Shams Charania reported that the Bucks are focused solely on those two talks, and Boston’s offer is centered around Jaylen Brown. Miami’s package is described as “cost-controlled players and significant draft capital,” which gives Milwaukee two very different ways to structure a deal before the draft begins on Tuesday.
Boston Celtics and Miami Heat
Brown is a multi-time All-Star, so Boston’s framework is built around one elite player rather than a bundle of smaller pieces. Miami’s approach leans the other way: lower-cost contracts plus draft assets, a combination that can preserve flexibility but usually changes the immediate talent return. The league’s trade rules also matter here, because a team cannot flip a player acquired in trade immediately if it adds other outgoing players into the deal.
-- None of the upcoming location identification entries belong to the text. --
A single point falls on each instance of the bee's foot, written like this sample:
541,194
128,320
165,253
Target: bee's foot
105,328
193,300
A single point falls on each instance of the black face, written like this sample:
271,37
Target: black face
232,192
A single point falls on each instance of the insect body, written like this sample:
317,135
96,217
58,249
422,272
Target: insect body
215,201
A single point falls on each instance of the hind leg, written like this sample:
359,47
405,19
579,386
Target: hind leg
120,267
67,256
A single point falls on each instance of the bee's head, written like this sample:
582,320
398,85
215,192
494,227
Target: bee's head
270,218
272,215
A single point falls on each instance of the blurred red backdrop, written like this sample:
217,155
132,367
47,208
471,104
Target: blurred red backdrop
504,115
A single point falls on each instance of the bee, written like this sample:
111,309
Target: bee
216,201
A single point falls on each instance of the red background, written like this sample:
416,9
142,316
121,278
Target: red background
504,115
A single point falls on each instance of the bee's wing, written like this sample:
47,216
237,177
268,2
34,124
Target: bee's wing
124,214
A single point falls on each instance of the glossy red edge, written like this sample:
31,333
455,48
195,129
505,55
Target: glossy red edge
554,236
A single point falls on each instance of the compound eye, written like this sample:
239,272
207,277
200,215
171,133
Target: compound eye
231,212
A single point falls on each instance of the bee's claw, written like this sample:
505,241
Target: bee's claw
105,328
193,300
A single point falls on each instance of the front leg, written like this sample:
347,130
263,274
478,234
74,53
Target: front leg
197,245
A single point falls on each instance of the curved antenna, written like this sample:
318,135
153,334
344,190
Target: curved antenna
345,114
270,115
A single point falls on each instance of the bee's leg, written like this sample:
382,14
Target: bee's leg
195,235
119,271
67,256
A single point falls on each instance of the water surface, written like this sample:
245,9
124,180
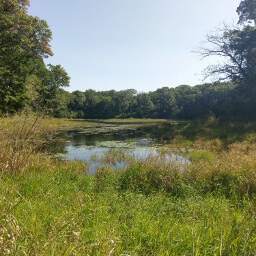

The Bucks are not expected to bring in a third team, which narrows the mechanics and leaves the negotiations concentrated on two straight-up structures. That makes the comparison cleaner for Milwaukee, but it also means the value gap between a Brown-centered package and Miami’s draft-heavy offer has to be closed without a middleman.
Giannis Antetokounmpo
At 29, Antetokounmpo sits at the center of a deal that could reset the Bucks’ roster before the 2026 NBA Draft opens. If Milwaukee moves him before Tuesday, the market will be shaped less by chatter than by which finalist can deliver the better mix of top-end talent, salary flexibility, and long-term picks.
For now, the practical question is simple: which finalist team is closest to completing a trade for Antetokounmpo, and which structure Milwaukee values most when the clock runs down to the draft.